Given Eritrea’s reality, the laws as drafted above were still not ideal, still not inclusive enough, but in the political environment of December 2001, perhaps a good start.  But they still had to be scrapped.  Once again, the “National Assembly,” a body that makes no effort to meet with its “constituencies” because such unauthorized meetings are illegal, convened to tell us that the “overwhelming majority” of the people that it doesn’t meet, don’t want political pluralism.  Judging from the expressions in the private press, the “overwhelming majority” didwant competitive elections.  “Notwithstanding the fact that, in principle, the formation of political parties is acceptable and constitutional, the issue, should however be postponed for the time being,” proclaimed the newly emasculated “National Assembly” in its February 2002 meeting.  This may sound reasonable except that, in PFDJ parlance, the “time being” could mean a year, a decade, or a century.  For example, regarding when the PFDJ would have its congress, its political director had said (same interview with IRIN): “before the end of this year at the very latest.”  This was in 2002.  Two years later, no congress.  The same “National Assembly” had “instructed” the Executive Office to make public the evidence against the G-15 — more than 2 years ago.  It is still waiting.

III.  But worse of all for a Stalinist mind, the December 2001 elections had assumed that the ratified constitution, guaranteeing civil liberties as well as a people’s right to hire and fire their government, was in effect. A cursory review of the draft law on elections and political parties shows that their reference to “law”, “court”, etc assumes institutions that would work consistently with the constitution would be in place.   But the PFDJ did not want to be bound by anything, not even a constitution it authored, that could challenge its unfettered power, even in 2002, many people would have accepted the drafted constitution, at least as a working paper.
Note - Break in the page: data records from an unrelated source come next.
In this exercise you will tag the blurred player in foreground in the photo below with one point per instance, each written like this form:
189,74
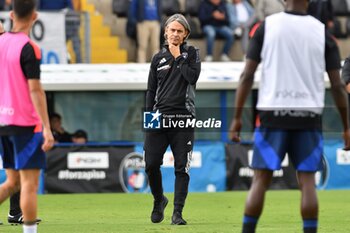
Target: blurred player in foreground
25,132
295,50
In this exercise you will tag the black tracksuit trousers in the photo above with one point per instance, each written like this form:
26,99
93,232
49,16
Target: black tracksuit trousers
181,144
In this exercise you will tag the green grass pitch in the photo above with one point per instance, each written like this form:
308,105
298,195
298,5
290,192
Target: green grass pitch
205,213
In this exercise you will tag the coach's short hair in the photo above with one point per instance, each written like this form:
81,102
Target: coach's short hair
180,19
23,8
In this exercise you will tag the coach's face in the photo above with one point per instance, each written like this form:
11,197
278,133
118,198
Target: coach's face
175,33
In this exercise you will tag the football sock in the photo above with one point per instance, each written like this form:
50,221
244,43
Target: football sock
249,224
310,225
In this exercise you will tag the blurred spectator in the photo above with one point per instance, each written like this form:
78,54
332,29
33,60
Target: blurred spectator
323,11
58,131
72,21
147,14
80,137
241,17
214,20
264,8
5,5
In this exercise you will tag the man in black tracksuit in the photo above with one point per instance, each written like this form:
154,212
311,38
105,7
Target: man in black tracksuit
171,90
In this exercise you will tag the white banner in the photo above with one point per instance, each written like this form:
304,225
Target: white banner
49,33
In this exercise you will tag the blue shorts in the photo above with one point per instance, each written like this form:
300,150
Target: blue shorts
22,151
304,148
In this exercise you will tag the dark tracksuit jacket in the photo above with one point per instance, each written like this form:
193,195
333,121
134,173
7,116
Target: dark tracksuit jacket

In 2004, the constitution has become just another useless paper.

PFDJ’s Chooses Itself Over Eritrea 

Once again, given a clear choice between what is good for Eritrea vs what is good for PFDJ, the PFDJ selfishly chose the latter.   The regional elections that it is celebrating are neither free, nor fair.  The PFDJ alone decided who could vote. The PFDJ alone chose who could run for office. And the PFDJ, alone, will tell us who won and who lost.  And, if it chooses, the PFDJ alone can invalidate these “votes” tomorrow, or more likely, render the “elected representatives” entirely useless by denying them any power to do anything, freezing them or arresting them if they actually represent the people and not the party.

These kinds of rigged elections have long been discredited, as they do nothing but promote fear and cynicism and corrupt the political expectations of a citizen for years to come.  But the PFDJ insists that it is a mistake that has to be made, a rite of passage that must be endured, lesson that must be re-learned, even as it cripples Eritrea’s growth, and makes peaceful opposition all but impossible.  As far as it is concerned, they serve a purpose: the PFDJ thinks that it can now answer the question of “when will you have an election?” from the donor nations.   But the world knows the elections are neither free, nor fair and the PFDJ is just, in its own words, “playing the game.”  A game where it wins and the Eritrean people lose.  But not forever.